The Executive Governor of Zamfara State, Dr. Dauda Lawal, has reiterated his administration’s steadfast commitment to guiding Zamfara State towards sustainable development by inaugurating and initiating a series of pivotal projects in the Anka Local Government Area.

Among the key undertakings announced are the comprehensive reconstruction and modernization of the Emir of Anka’s palace, signaling a revitalization of traditional leadership; the initiation of work on the crucial Anka–Abbare Road, which is expected to significantly improve connectivity; and the construction of a new Local Government Secretariat.

Additionally, the projects encompass the establishment of dedicated offices for the Hisbah Commission and the Community Protection Guards, alongside the reconstruction of the Safe School in Anka, emphasizing the administration’s focus on enhancing educational infrastructure.

During the commissioning event, Governor Lawal highlighted that these projects are a fulfillment of commitments made during his campaign, aimed at transforming the local landscape by improving infrastructure, stimulating economic growth, bolstering public service efficiency, and enhancing the capacities of security agencies. He called for a collective effort from the community to ensure proper maintenance of these facilities, underscoring the shared responsibility in preserving public assets.

Governor Lawal shared that similar projects have also been inaugurated in Tsafe, with plans for upcoming projects in Kaura Namoda, Moriki, Bungudu, Bukkuyum, and Zurmi, all expected to be completed and inaugurated by the year’s end. This ambitious timeline reflects the administration’s urgency in addressing the development needs of various regions within the state.

In his remarks, the governor urged residents and local traditional institutions to collaborate closely in maintaining the newly commissioned structures and supporting the overarching objectives of his administration. “I stand here in Anka today to honor our commitments to the people of Anka Local Government and all of Zamfara State. The official opening of the new palace for the ‘Sarkin Zamfaran Anka’ and the Zamfara State Council of Chiefs is a significant milestone that wraps up today’s agenda,” he stated.

Governor Lawal emphasized the strategic importance of the Anka–Abbare Road, describing it as a critical artery that will not only enhance access to remote areas but also stimulate economic activities and generate multiplier effects throughout the local economy. He articulated the necessity of providing a conducive work environment for civil servants, affirming that the new local government secretariat and dedicated offices will significantly contribute to strengthening law and order within the state.

“Education is the cornerstone of any thriving society. Our focused initiatives are oriented towards fostering a safe, secure, and supportive environment for our students. I am also proud to announce the completion and commissioning of the reconstructed SAFE School Anka today,” he remarked, reaffirming the administration’s dedication to education.

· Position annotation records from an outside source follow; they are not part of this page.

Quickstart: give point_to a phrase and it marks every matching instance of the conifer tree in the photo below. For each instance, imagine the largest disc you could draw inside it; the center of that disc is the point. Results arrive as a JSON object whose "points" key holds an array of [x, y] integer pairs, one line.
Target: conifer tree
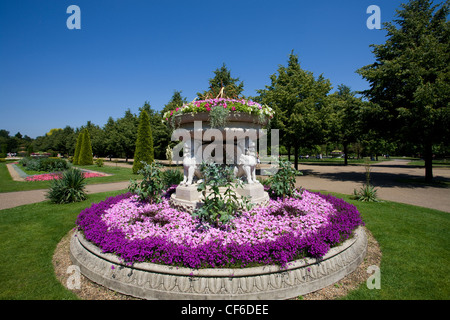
{"points": [[85, 157], [76, 156], [144, 143], [410, 79]]}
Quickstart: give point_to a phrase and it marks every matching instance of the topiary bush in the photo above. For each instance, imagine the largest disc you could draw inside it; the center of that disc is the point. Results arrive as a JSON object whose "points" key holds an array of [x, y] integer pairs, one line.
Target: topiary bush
{"points": [[70, 188], [172, 177], [144, 151], [85, 158]]}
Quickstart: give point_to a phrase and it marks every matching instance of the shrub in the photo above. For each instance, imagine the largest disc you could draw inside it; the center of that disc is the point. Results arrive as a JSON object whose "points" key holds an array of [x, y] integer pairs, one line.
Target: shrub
{"points": [[76, 156], [151, 188], [99, 162], [70, 188], [172, 177], [218, 208], [367, 193], [85, 157], [282, 183]]}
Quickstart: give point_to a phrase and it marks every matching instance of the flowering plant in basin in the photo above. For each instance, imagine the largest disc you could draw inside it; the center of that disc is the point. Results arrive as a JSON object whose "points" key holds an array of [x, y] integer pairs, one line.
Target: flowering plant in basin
{"points": [[232, 105]]}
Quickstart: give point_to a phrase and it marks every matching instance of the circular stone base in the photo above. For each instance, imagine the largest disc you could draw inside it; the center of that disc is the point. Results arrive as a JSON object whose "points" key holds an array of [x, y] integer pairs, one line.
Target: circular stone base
{"points": [[154, 281]]}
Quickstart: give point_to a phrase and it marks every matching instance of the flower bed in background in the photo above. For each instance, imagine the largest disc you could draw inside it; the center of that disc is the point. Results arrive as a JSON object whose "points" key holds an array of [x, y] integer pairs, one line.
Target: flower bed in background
{"points": [[278, 233], [55, 176]]}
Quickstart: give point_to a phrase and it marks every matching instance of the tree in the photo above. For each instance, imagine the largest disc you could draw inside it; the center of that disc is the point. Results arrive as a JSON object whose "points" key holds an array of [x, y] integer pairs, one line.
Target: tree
{"points": [[76, 155], [85, 157], [221, 79], [410, 79], [299, 101], [160, 132], [144, 143], [346, 123], [176, 101]]}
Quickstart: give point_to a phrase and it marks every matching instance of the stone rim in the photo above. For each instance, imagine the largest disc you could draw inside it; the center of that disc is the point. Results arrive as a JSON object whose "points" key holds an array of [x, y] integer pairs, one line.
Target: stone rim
{"points": [[154, 281]]}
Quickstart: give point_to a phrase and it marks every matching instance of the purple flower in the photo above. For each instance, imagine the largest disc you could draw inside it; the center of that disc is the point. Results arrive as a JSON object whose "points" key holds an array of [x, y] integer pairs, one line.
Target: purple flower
{"points": [[276, 234]]}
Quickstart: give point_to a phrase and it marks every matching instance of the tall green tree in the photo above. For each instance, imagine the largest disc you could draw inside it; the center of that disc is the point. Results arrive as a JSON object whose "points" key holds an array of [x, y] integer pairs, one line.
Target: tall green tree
{"points": [[346, 123], [160, 132], [125, 134], [410, 79], [76, 155], [233, 87], [85, 158], [299, 101], [144, 143]]}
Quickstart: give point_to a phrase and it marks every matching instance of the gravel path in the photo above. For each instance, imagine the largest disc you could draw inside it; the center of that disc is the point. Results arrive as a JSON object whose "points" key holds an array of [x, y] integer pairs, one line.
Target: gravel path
{"points": [[386, 176], [389, 177]]}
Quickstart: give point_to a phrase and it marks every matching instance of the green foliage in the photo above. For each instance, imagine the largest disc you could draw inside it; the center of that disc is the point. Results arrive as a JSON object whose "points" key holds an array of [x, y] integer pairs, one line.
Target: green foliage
{"points": [[99, 162], [85, 157], [300, 105], [70, 188], [219, 208], [76, 155], [152, 186], [367, 193], [172, 177], [282, 183], [44, 164], [218, 117], [222, 78], [144, 144]]}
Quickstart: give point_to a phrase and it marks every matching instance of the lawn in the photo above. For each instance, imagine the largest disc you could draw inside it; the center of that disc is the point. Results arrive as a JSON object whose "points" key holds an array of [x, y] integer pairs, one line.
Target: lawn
{"points": [[414, 241], [7, 184]]}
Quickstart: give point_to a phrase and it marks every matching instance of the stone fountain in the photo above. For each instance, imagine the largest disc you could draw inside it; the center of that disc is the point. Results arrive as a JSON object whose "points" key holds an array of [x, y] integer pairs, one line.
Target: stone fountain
{"points": [[235, 144]]}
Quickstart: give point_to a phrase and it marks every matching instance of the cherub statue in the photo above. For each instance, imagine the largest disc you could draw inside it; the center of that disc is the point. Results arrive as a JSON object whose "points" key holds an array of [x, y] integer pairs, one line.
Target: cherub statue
{"points": [[191, 163]]}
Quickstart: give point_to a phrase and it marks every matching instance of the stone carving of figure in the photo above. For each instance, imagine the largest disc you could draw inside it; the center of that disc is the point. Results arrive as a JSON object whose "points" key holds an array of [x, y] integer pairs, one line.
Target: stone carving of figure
{"points": [[246, 165], [191, 162]]}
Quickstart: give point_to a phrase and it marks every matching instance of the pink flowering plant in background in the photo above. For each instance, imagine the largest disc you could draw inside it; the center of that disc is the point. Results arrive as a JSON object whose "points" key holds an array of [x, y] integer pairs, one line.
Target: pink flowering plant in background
{"points": [[57, 176]]}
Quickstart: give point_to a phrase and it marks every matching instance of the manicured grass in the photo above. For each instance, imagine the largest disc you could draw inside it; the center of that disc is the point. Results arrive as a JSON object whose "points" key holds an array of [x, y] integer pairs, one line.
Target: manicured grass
{"points": [[335, 161], [7, 184], [436, 163], [415, 244], [414, 241], [29, 235]]}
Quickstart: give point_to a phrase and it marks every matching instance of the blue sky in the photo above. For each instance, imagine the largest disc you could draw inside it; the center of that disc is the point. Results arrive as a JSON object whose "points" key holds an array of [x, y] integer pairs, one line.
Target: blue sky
{"points": [[129, 52]]}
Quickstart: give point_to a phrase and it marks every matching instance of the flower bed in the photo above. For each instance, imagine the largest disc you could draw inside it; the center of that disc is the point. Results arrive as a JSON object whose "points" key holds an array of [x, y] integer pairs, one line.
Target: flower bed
{"points": [[279, 233], [55, 176], [238, 105]]}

The governor further noted that the commissioning of the Emir’s Palace serves to restore the historical prominence of traditional institutions, which he regards as pivotal custodians of the region’s culture and heritage. He underlined the administration’s awareness of the invaluable role that these institutions play in fostering the state’s growth and emphasized the necessity of aligning development projects with cultural values.

In conclusion, the governor mentioned that after the successful commissioning in Anka and Tsafe, future projects in Kaura Namoda and Moriki will follow suit, while those in Bungudu, Bukkuyum, and Zurmi remain on track for completion and official commissioning before the year concludes.